Residents formed a Regina Water Watch group to keep the facility public.  They collected enough names to take the issue to a municipal referendum on September 25th, despite attempts by the city to disallow signatures on spurious grounds.   Regina mayor Michael Fougere launched an aggressive advertising campaign in support of the P3, spending over $300,000 in advertising and robocalls.  (For its part he Regina Water Watch group has produced an excellent video, starring Eric Peterson).

Three issues haven’t received much attention in the public debate over Regina’s controversial wastewater P3 project, but they should give residents there and elsewhere cause for concern (although others have raised some of them elsewhere).

First is the issue of risk transfer.  The higher costs and profits associated with public private partnerships (P3s) in Canada are now all justified because they’re supposed to transfer large amounts of risk to the private sector.

The proposed wastewater P3 plant in Regina is no exception.   According to the Deloitte report assessing the options, a P3 would supposedly involve transferring more than $40 million of “risk” to the private sector.

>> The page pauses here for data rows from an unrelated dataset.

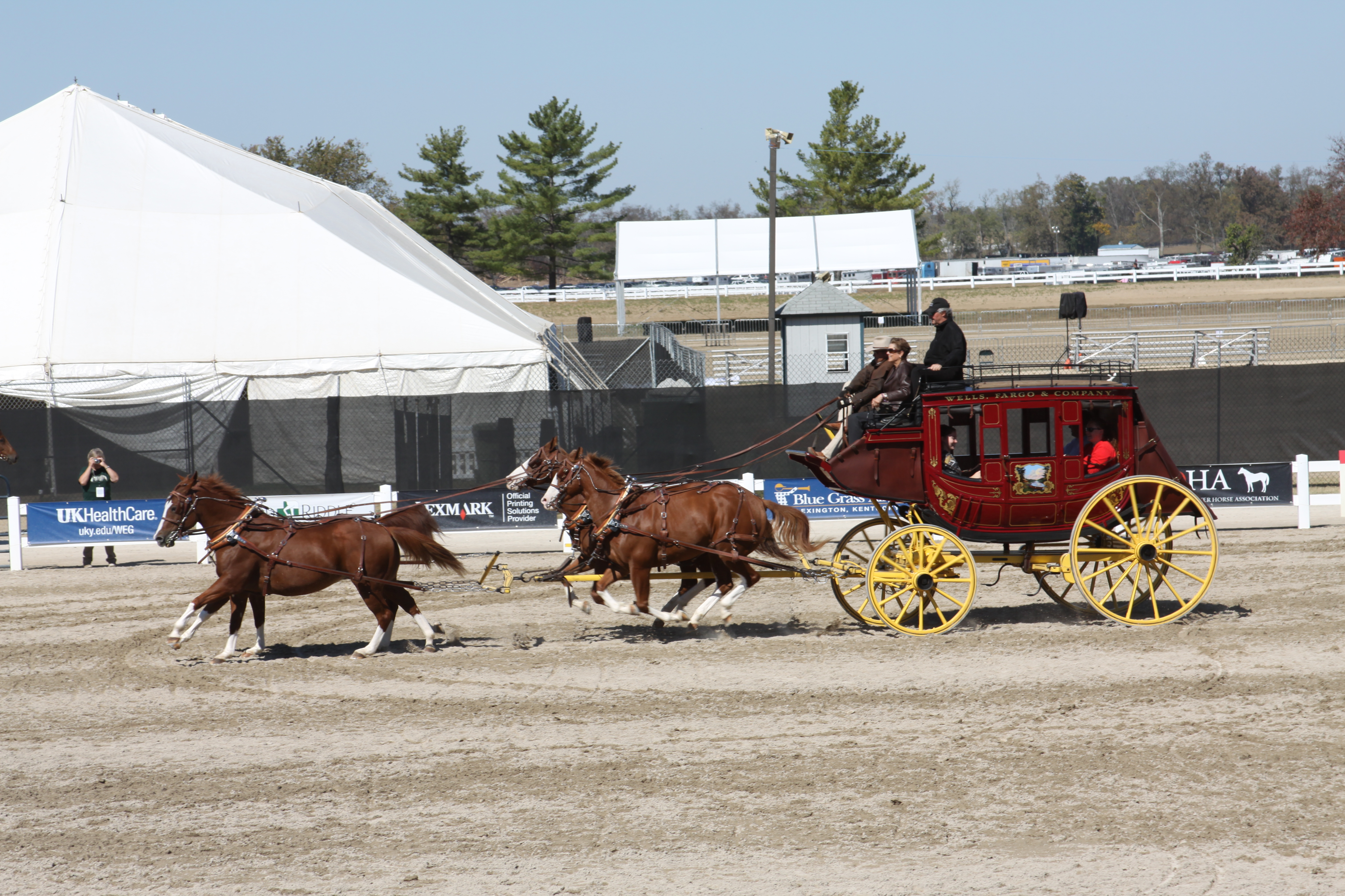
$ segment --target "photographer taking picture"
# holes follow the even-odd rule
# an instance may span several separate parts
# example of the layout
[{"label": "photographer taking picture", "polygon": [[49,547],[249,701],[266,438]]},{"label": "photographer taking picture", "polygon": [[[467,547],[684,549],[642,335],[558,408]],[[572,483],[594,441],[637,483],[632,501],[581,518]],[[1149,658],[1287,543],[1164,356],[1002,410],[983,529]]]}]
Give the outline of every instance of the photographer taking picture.
[{"label": "photographer taking picture", "polygon": [[[110,501],[112,500],[112,484],[120,480],[117,472],[108,466],[106,458],[102,455],[102,449],[91,449],[89,451],[89,466],[85,472],[79,474],[79,485],[85,492],[85,501]],[[110,544],[104,545],[108,552],[108,566],[117,566],[117,551]],[[85,566],[93,564],[93,545],[90,544],[85,548]]]}]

But how do they calculate the value of this risk?   They don’t say: it’s a closely guarded secret.   While this information is absolutely central to claims that P3s provide value for money, P3 agencies and governments in Canada refuse to make it public.

So, are we just supposed to trust them?   The recent financial crisis should have taught us to be more skeptical of the creative financing accounting that often hides behind these claims.  And whenever auditors have conducted full reviews of P3s, they’ve invariably found they cost more than the public alternative.

Increased transparency is central to accountable democracy.  It’s disturbing government representatives want to push through a controversial major infrastructure project without revealing these details to the public who will ultimately pay for it.   But even if they continue to hide this information, there’s a simple calculation that can demonstrate if these claims of risk transfer are excessive.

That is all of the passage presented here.